Chanyeol o gün eve geldiğinde direk kendisini yatağa atmış, Baekhyun'u düşünürken bulmuştu. Onunla tanışalı birkaç ay olmuştu ama onu aslında küçüklüğünden beri tanıyordu. Genelde onu hep uzaktan izlemişti. Tabi bunların hepsi yaşadığı olaydan sonra olmuştu.
Aklını Baekhyun'dan ve onun muhteşem sesinden alamıyordu. Onun sesi yüzünden sahnede tıkanıp kalmıştı. Sanki büyülenmişti ve ağzından o muhteşem sesi bozacak hiçbir tını çıkarmak istememişti.
Neden böyle olduğunu anlamıyordu. Chanyeol meleklerden nefret ediyordu ve etmeliydi de. O unutamadığı zaman odasında tek başına karanlıkla yüzleşirken tekrar aklına gelmişti. Her ne kadar kulaklarındaki Baekhyun'un sesi o zamanları bastırmaya çalışsa da hayatını değiştiren bu olayı asla unutamıyordu.
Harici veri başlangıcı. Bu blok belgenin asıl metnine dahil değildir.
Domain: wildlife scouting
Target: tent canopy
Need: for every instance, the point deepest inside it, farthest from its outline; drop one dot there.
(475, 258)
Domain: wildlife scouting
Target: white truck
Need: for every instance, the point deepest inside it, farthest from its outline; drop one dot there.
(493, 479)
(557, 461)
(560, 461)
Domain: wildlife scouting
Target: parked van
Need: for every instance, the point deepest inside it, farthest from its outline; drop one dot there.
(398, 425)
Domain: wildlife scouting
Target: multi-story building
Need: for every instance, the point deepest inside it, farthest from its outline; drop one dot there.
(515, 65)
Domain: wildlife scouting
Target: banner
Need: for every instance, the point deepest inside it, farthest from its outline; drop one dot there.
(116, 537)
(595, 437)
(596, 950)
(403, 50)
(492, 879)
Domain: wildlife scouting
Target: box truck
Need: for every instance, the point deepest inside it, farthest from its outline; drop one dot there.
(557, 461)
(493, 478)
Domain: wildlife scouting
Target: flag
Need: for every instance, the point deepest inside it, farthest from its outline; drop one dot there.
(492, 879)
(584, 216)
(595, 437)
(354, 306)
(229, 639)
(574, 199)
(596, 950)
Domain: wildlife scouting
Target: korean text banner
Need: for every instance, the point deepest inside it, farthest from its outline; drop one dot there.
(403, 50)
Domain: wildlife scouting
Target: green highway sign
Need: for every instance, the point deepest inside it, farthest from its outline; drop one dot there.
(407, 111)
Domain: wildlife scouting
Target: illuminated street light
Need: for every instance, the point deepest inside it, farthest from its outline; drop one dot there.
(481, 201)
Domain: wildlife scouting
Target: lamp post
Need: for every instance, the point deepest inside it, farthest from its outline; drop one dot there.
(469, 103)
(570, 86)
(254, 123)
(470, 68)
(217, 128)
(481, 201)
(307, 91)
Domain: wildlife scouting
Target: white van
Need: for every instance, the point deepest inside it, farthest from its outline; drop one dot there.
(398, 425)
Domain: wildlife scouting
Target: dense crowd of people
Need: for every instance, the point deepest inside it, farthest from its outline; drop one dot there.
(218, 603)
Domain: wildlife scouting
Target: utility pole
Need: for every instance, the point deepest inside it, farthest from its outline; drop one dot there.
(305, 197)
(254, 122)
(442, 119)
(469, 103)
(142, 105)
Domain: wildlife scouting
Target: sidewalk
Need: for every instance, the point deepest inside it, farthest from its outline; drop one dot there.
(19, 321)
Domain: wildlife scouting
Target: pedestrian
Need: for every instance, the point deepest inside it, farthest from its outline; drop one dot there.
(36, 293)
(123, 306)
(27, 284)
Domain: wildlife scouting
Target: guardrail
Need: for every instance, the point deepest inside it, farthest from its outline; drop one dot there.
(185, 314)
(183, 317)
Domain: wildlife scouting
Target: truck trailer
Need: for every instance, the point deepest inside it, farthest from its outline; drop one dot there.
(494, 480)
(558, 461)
Bu onun için çok zordu. Çok şey feda etmişti. Bunlardan biri de beyazlar içindeki hayatıydı. Ama kim o yaşta yaşadığı şeyi kaldırabilecek cesarete sahip olurdu ki? Chanyeol hiçbir zaman verdiği karardan pişman olmamıştı. Ama şimdi ise duyguları değişmek istiyordu.
Bundan yaklaşık on iki sene önce, melek bir çocuk vardı. Bir anneye ve bir babaya sahip olan bu melek çocuğun hayatı herkesin imreneceği türden bir hayattı. Mutluydu, sağlıklıydı ve hayatında istediği herkese sahipti.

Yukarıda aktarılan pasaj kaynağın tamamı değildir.